Department of Economic Opportunity spokeswoman Emilie Oglesby said state and federal laws required them to screen applicants whose personal situations might make them unable to work.

“If a claimant is not able and available to work because of personal reasons, then they do not meet this eligibility requirement,” Oglesby said.

In response to questions, the Department of Economic Opportunity did not say whether the fraud system was taken offline last year to speed up payments. Nor would it disclose how many referrals for the fraud it has made to law enforcement.

“The Florida Department of Economic Opportunity takes Reemployment Assistance fraud seriously,” Oglesby said in a statement.

The state is also trying to get money back from some Floridians who obtained benefits. Erin Taylor, 40, of Newberry said she applied in late March last year because she was caring for her daughter, whose kindergarten classes were closed.

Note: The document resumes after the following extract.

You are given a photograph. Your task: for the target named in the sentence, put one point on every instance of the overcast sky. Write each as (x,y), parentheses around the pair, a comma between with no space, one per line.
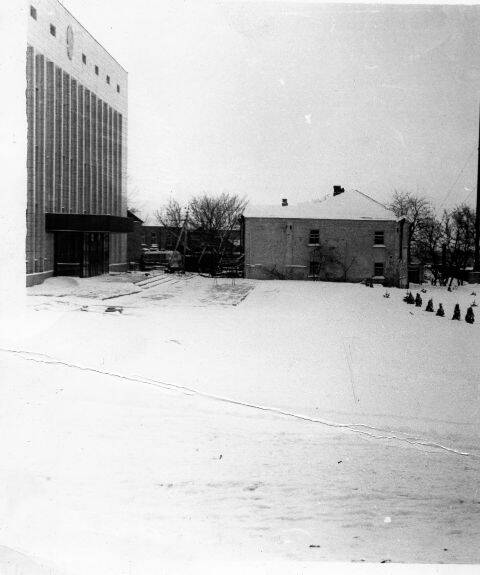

Despite disclosing that on her application, she received state and federal benefits until October, when she returned to work. But in February, the state informed her that she now owes $1,200.

The reason? She “was not actively seeking employment because of providing care for a family member due to the pandemic,” the Department of Economic Opportunity letter states.

She’s appealed the decision.

“I get they’re wanting to crack down on fraud,” Taylor said. But “it should not be this hard just to put food on the table and pay the bills.”

Call center workers said they wondered why people who seemed to most need the benefits weren’t allowed to receive them.

“If someone was hospitalized due to COVID, it was like, well, they weren’t able to work,” said Gross, the contractor who fielded calls. She said CONNECT’s frequent malfunctions made the situation worse.

“People with any kind of disability, or language barrier, or pregnancy or health issue were discriminated against.”

Polidoro said the department took a strict line on people who divulged personal details. Call center workers couldn’t ask if someone was pregnant, for example, but if it came up, they were required to flag their case, which would stop payments and lead to a lengthy arbitration process.

“They specifically told us in training to create these issues and to gather as much information as possible,” Polidoro said. “We weren’t allowed to tell them.”

Polidoro said she was required to flag people who did not have a working vehicle, were students, pregnant, sick, or home taking care of their children. Her recollection was confirmed by department training records.

“Obviously, no one had child care at one point, because everything was closed down,” she said. “It never made any sense to us. It was just what we were told to do.”